ベタ恋[1]
ふぁみちゃんです。
「もぉ!なんで起こしてくれなかったの?」
朝は苦手だけど、よりによってこんな日に寝坊するなんて―
「私は起こしたわよ!」
起こされた記憶ないけどなぁ、まぁいつもそうだけど。
「スカル子!朝ごはんは?」
「ゆっくりしてる時間ないよ!遅刻しちゃう!!」
冷たくなったトーストをくわえ慌ただしく家を出た。
遅刻常習犯の私としては、毎朝の全力疾走も最近慣れてきた。でも今日は特に心臓の鼓動が早い。それは期待と不安の入り交じった特別な高鳴り…。
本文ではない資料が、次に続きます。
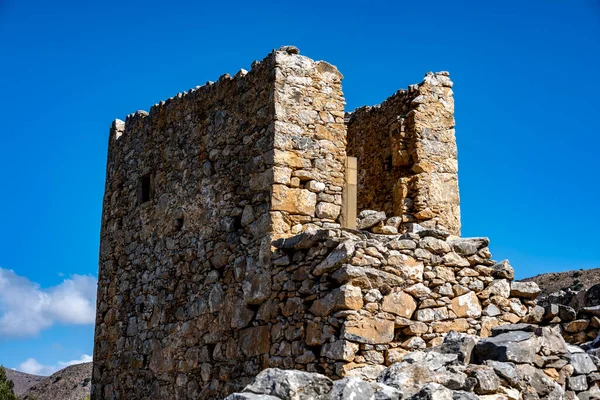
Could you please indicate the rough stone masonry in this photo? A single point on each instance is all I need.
(223, 245)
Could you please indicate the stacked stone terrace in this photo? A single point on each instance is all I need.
(225, 246)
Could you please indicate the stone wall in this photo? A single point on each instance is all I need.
(310, 144)
(195, 297)
(575, 314)
(357, 301)
(195, 189)
(185, 221)
(407, 158)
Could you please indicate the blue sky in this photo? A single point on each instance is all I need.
(526, 91)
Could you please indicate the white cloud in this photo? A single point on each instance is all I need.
(26, 309)
(32, 366)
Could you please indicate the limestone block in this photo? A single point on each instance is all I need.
(328, 210)
(467, 305)
(294, 201)
(255, 340)
(458, 325)
(366, 329)
(340, 350)
(336, 258)
(399, 303)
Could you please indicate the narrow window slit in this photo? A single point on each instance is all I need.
(145, 189)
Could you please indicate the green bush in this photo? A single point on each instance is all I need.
(6, 387)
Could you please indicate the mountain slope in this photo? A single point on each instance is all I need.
(22, 380)
(71, 383)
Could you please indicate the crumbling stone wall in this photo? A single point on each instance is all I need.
(407, 158)
(575, 314)
(195, 189)
(309, 146)
(373, 298)
(195, 298)
(185, 221)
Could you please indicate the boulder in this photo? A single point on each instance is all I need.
(526, 290)
(351, 388)
(515, 346)
(336, 258)
(290, 384)
(369, 218)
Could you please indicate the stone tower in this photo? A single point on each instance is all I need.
(192, 295)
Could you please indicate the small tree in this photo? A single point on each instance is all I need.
(6, 387)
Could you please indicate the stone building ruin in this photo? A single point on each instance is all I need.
(230, 241)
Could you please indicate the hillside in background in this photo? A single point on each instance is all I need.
(575, 280)
(71, 383)
(22, 380)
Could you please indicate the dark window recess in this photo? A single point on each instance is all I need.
(179, 223)
(145, 189)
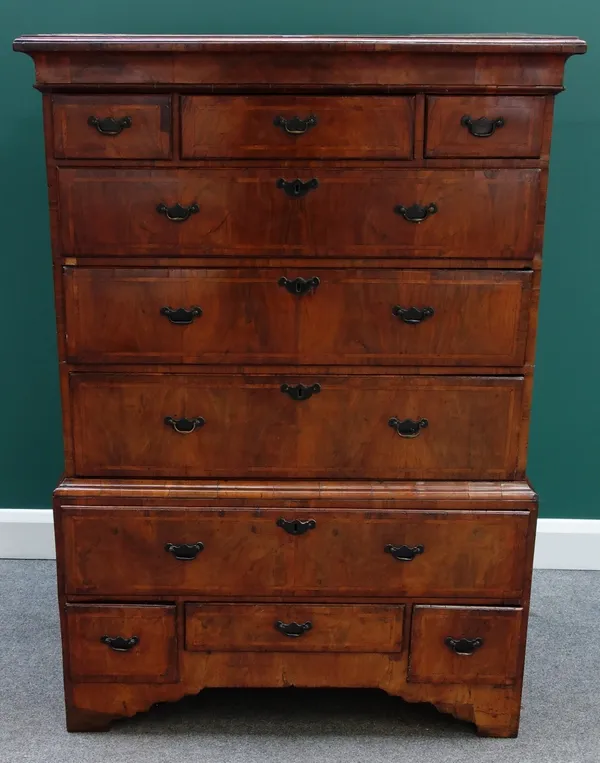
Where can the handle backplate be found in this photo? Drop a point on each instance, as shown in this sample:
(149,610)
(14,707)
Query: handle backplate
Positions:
(482,127)
(177,213)
(181,316)
(119,643)
(184,552)
(404,553)
(301,391)
(412,315)
(183,425)
(295,125)
(297,188)
(296,526)
(293,630)
(110,125)
(416,213)
(299,286)
(464,647)
(408,428)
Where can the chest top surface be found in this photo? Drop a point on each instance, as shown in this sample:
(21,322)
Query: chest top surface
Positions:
(471,62)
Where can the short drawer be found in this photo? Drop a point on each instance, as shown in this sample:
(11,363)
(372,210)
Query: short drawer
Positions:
(307,316)
(299,127)
(301,552)
(293,628)
(112,126)
(476,645)
(295,425)
(484,126)
(132,644)
(304,210)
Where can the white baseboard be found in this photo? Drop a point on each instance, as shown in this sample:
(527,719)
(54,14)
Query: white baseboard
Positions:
(26,534)
(562,544)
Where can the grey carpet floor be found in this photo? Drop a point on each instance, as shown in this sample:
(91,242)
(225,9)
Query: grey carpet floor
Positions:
(560,720)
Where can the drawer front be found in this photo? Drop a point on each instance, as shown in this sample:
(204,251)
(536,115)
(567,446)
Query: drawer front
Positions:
(484,126)
(476,645)
(367,317)
(299,552)
(319,127)
(293,628)
(112,126)
(236,211)
(132,644)
(388,427)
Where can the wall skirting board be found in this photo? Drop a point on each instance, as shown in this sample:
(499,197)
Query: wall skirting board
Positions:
(562,544)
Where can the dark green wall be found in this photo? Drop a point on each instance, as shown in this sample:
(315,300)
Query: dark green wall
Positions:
(565,440)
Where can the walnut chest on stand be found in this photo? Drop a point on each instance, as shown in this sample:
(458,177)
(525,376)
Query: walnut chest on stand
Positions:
(296,286)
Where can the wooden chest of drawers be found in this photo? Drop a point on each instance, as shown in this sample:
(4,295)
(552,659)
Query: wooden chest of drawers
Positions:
(297,285)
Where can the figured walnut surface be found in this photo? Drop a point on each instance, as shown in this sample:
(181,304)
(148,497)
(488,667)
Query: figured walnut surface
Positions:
(203,551)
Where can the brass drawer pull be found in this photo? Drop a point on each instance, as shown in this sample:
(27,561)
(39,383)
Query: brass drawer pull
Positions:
(482,127)
(295,125)
(297,188)
(296,526)
(293,630)
(181,316)
(183,425)
(416,213)
(404,553)
(408,427)
(177,213)
(110,125)
(464,647)
(184,552)
(299,286)
(120,644)
(412,315)
(300,391)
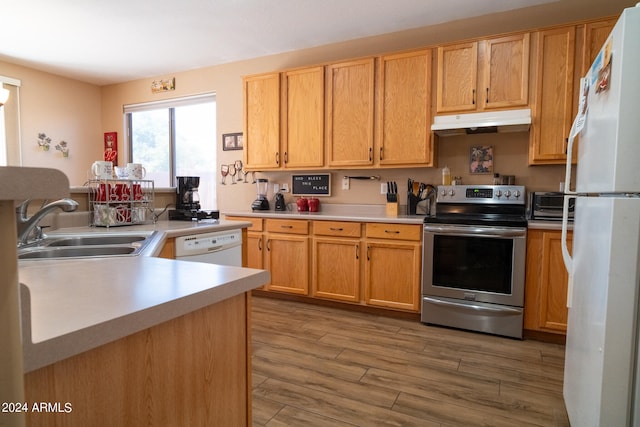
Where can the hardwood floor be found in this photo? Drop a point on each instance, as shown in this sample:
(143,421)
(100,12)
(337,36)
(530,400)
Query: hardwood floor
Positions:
(322,366)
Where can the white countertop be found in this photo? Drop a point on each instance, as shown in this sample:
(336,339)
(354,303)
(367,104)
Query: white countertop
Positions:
(337,212)
(71,306)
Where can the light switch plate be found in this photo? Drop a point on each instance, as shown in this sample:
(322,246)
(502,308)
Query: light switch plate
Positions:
(345,183)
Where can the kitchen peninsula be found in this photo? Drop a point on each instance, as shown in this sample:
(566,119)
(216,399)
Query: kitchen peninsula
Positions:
(138,340)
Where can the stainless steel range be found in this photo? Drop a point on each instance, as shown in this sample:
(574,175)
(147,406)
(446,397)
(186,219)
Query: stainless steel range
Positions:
(473,259)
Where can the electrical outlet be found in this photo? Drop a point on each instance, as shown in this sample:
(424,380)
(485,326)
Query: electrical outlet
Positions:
(345,183)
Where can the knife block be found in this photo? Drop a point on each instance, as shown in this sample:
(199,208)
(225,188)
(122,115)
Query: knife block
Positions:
(392,208)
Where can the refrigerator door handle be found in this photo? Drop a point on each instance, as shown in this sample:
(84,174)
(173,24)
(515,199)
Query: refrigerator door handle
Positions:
(566,256)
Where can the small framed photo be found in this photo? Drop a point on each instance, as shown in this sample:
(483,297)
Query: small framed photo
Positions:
(232,141)
(481,159)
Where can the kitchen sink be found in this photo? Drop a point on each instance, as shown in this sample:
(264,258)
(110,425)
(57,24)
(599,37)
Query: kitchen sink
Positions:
(94,240)
(86,245)
(84,251)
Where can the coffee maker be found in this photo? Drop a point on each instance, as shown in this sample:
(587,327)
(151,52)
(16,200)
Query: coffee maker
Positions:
(261,203)
(188,201)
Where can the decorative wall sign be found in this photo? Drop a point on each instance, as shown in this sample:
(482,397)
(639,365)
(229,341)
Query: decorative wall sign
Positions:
(232,141)
(44,141)
(318,184)
(111,147)
(481,159)
(158,86)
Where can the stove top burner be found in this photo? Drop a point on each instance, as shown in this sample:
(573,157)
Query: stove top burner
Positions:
(488,205)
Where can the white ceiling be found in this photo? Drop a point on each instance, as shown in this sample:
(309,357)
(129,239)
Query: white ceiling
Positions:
(111,41)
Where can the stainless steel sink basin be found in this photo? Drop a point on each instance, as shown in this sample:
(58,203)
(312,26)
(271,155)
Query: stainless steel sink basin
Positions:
(85,251)
(94,244)
(94,240)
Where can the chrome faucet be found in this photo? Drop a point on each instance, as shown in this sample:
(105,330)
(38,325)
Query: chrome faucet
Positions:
(27,225)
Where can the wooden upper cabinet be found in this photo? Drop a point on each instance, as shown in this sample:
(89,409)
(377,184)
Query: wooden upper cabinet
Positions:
(262,121)
(552,110)
(457,78)
(505,64)
(404,110)
(303,120)
(487,74)
(595,34)
(350,108)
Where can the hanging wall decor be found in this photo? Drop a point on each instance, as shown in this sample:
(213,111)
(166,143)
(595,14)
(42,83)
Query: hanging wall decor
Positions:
(158,86)
(62,146)
(232,141)
(481,159)
(111,147)
(44,141)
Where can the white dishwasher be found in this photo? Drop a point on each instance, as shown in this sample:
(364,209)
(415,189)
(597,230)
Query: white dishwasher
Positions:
(221,247)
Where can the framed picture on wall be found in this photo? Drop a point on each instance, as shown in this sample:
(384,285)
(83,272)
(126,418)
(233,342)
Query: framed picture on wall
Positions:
(232,141)
(481,159)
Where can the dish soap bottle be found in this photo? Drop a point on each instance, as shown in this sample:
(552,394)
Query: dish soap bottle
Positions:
(446,176)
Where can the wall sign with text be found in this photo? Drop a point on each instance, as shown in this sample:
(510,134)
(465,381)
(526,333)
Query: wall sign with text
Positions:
(317,184)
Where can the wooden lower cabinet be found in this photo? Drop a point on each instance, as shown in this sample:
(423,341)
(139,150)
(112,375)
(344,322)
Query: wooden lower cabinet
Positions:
(194,370)
(392,275)
(393,266)
(336,261)
(287,255)
(255,243)
(545,307)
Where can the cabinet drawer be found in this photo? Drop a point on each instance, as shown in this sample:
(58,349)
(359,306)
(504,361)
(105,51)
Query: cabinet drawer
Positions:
(287,226)
(256,223)
(394,231)
(336,228)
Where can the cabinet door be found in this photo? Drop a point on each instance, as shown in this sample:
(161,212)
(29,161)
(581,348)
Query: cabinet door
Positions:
(505,71)
(392,275)
(262,121)
(404,109)
(254,250)
(457,77)
(304,118)
(287,259)
(336,269)
(350,107)
(595,34)
(552,110)
(553,312)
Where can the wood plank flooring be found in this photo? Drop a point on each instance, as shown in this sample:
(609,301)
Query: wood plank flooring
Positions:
(323,366)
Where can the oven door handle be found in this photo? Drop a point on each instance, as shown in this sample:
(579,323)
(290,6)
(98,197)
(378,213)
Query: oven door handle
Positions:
(507,311)
(471,231)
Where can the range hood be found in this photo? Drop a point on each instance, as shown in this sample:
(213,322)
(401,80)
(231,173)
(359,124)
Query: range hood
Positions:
(486,122)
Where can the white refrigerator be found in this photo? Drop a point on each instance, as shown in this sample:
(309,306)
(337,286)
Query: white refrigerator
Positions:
(601,384)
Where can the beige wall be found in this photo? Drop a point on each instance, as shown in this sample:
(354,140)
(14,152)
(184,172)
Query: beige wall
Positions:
(65,110)
(79,112)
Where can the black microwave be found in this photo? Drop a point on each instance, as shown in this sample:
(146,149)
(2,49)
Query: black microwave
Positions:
(547,206)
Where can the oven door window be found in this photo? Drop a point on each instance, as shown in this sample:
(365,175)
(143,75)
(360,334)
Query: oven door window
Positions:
(473,263)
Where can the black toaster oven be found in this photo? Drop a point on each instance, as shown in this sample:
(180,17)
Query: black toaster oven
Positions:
(547,206)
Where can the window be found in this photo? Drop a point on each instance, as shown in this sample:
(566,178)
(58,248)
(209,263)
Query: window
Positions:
(10,154)
(176,138)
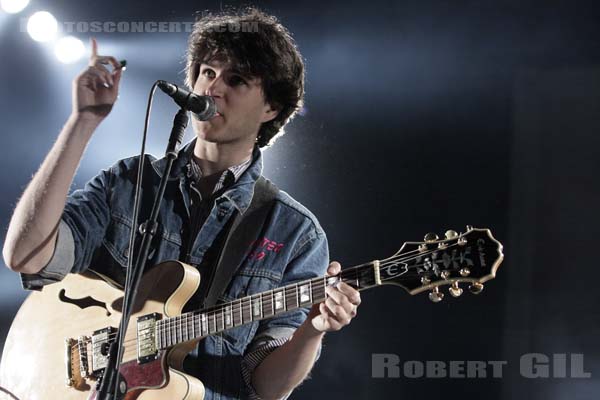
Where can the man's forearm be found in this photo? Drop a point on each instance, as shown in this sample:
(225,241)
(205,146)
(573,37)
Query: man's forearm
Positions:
(289,365)
(31,235)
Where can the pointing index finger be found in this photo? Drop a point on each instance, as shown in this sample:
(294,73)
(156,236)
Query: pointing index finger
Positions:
(94,47)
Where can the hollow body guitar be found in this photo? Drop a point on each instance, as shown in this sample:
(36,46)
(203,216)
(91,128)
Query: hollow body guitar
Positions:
(57,344)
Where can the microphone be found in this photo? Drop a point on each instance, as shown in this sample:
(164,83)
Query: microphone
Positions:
(202,107)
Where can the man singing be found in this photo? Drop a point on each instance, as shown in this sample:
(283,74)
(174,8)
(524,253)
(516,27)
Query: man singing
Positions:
(256,77)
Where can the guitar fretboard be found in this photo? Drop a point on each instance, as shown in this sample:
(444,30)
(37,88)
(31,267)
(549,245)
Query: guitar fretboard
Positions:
(198,324)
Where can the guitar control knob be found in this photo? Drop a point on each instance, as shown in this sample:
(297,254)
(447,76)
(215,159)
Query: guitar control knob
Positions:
(454,290)
(436,296)
(431,237)
(476,288)
(450,234)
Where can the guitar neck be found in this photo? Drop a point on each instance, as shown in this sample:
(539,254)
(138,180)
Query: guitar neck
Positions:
(197,324)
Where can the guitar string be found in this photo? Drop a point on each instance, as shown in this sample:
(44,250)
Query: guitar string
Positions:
(219,314)
(246,305)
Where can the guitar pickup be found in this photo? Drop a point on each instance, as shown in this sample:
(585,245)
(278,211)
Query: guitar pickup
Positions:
(146,334)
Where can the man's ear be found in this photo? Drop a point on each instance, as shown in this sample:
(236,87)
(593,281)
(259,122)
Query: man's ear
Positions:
(269,113)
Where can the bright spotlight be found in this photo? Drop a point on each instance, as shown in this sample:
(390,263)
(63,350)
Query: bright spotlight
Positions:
(13,6)
(69,49)
(42,26)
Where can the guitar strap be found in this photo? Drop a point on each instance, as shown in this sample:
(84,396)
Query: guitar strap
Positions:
(244,230)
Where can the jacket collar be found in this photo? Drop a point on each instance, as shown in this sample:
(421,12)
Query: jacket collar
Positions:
(240,194)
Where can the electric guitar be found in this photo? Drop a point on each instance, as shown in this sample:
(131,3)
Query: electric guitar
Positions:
(57,344)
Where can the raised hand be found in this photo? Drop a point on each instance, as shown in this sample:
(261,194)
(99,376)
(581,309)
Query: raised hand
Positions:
(96,89)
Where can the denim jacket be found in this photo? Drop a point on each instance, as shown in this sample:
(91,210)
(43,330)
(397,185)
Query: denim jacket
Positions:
(94,233)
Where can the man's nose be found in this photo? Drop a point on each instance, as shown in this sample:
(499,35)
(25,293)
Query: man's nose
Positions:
(216,87)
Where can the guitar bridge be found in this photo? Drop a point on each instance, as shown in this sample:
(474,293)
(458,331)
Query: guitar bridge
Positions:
(76,364)
(146,334)
(101,340)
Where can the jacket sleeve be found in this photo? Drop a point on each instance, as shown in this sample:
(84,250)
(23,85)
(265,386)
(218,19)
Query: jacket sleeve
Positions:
(80,231)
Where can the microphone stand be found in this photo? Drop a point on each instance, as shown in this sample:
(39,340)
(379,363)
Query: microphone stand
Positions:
(113,385)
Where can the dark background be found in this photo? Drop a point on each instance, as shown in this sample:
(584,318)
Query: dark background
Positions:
(421,116)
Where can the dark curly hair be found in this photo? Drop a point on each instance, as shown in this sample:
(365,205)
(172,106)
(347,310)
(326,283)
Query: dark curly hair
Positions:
(258,46)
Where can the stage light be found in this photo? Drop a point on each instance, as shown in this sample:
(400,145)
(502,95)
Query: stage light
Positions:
(69,49)
(13,6)
(42,26)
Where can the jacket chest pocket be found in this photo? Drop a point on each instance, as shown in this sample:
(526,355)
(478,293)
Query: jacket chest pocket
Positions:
(166,245)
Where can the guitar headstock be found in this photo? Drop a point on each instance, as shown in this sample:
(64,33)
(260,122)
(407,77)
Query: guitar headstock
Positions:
(471,257)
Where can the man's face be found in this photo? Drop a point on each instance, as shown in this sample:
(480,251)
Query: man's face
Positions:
(240,103)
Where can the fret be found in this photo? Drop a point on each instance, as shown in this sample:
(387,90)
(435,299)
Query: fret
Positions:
(304,294)
(237,312)
(246,311)
(173,331)
(267,302)
(256,307)
(185,334)
(204,324)
(218,319)
(193,333)
(228,317)
(222,315)
(159,334)
(180,329)
(279,303)
(212,322)
(291,297)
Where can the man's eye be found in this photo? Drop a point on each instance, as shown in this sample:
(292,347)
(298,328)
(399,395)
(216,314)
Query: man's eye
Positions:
(236,80)
(209,73)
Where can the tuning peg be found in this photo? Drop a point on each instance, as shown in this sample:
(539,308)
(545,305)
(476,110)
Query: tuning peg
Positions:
(476,288)
(450,234)
(431,237)
(454,290)
(436,296)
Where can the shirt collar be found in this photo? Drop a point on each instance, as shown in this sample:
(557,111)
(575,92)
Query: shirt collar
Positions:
(227,178)
(240,194)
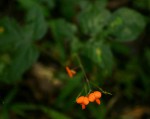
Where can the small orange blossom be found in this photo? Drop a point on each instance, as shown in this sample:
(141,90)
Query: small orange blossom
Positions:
(95,97)
(70,72)
(83,101)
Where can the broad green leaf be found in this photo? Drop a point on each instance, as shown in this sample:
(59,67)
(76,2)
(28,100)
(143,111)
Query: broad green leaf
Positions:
(69,88)
(62,30)
(12,35)
(99,53)
(126,24)
(98,112)
(144,4)
(37,23)
(53,114)
(23,58)
(93,19)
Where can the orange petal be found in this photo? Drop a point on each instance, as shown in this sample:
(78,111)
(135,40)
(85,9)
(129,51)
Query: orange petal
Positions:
(97,94)
(91,97)
(80,99)
(83,106)
(85,101)
(69,72)
(98,101)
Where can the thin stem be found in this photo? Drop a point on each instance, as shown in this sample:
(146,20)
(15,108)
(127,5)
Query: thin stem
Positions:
(82,68)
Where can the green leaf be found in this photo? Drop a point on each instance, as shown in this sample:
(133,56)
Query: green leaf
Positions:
(12,35)
(93,19)
(20,108)
(124,25)
(99,53)
(37,23)
(69,88)
(60,32)
(23,58)
(53,114)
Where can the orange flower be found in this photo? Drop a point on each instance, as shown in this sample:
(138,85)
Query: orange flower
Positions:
(70,72)
(83,101)
(95,97)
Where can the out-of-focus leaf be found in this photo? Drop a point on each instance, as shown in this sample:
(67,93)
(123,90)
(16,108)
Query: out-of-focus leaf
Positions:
(93,19)
(54,114)
(126,24)
(98,112)
(20,108)
(23,58)
(37,22)
(69,88)
(144,4)
(16,42)
(12,35)
(100,54)
(62,30)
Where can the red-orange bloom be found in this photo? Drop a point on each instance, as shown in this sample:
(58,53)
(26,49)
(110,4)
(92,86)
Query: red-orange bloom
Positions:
(95,97)
(70,72)
(83,101)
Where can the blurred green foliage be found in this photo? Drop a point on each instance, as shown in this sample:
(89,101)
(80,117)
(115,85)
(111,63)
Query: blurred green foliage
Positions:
(103,38)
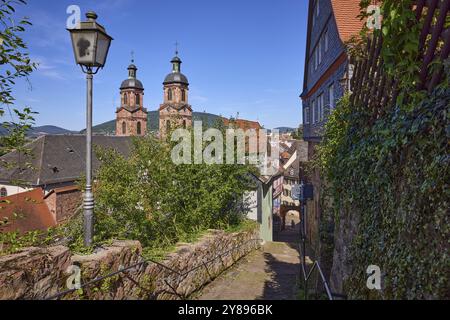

このままのペースでいけば間に合いそうだと時計を確認していると、何かにぶつかった。
「痛っー!!」
地面に打ち付けたお尻を撫でながら視線をあげた。
「痛いじゃねぇよ!どこ見て歩いてんだ!」
そいつは私に手を差し延べるわけでもなく不機嫌な顔を私に向けていた。
「私も悪いけど、あんたこそどこ見て歩いてんのよ!」
なんてデリカシーのない男なの?乙女には紳士的に対応するもんでしょ。
「お前なぁ…ってそんな場合じゃねぇ、遅刻しちまう!」
そいつは凄いスピードで走り去っていった。ポカンとしながらも今の置かれた状況に気付き時計を見た。
「やばい!遅刻寸前!」
跳び起きると全力疾走を再開させた。さっきのやつ同じ高校の制服着てたけど同い年なのかなぁ。まだ言い足りない!今度見つけたらガツンと言ってやる。
なんて考えていたら学校は目の前だった。
緊張と早朝ランニングでバクバクの心臓に手をあて、一つ大きく息を吐くとゆっくり門をくぐった。